Stars and streetlights gleam gold and silver
scales for my freakish underwater world.
On and on, streaming, dreaming
pinprick places on the globe.

King Edward Park

Newcastle, NSW

Leaf becomes long sheaf.
Needles bend, enclosing slender spears
which may be withdrawn and replaced
again and again. Shades of swordplay.

A fallen spread from Norfolk pines
durable as Bavarian fairytales.
Their branches are wings, prepared
to support snowdrifts that never come, creating
a year-round Christmas feeling. They offer
protection to sunken gardens and lawns
on their Pacific sweep, and vie with the gem
a rotunda, prim and doily-trimmed.

Here we may pretend being in the Nineteenth
Century, sipping tea with affectations
like little finger raised above the others tenderly
holding a china cup and speak with pursed lips
and cultured voices as we nibble sandwiches
garnished with brass-band relish.

Perhaps another tack: speeding
along the hill-climb track, serpentine
and perilous; daring and anticipatory
into the future.


Cormorants

In pointillist-painting-light black angels
fish my lake, diving to resurface
at a surprise-spot.
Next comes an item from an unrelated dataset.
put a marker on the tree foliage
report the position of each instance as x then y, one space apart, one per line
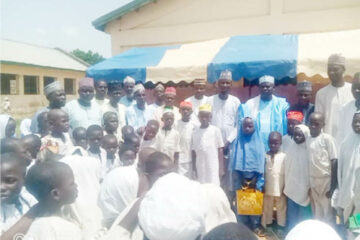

When wet, with feathers
awry, they are scruffy, but super-sleek when dry.
I saw some sitting on a jetty with their backs
to me, recalling the boys and a dog
on a pier in Coles Funny Picture Book.

Self-possessed as women who fling back
their hair, they always choose commanding positions.
Sunning wings, one, more beautiful
than the Winged Victory of Samothrace
sat on a marker-buoy, a black-and-yellow column.
The rare sight of a flock in flight is a soundless
“Hallelujah Chorus” repeating the grand
horizontal gesture of the lake.

Cormorants feature in another movie of my mind:
A jade river ribbons through bamboo flurry
and insistent verticals of karst formations
with contours like a piece of wayward string.
In Guilin, China, the Sung dynasty scroll unrolls
men on rafts. Their cormorants are constrained.
Cords around their throats train them to catch fish.
At Lake Macquarie they catch your heart.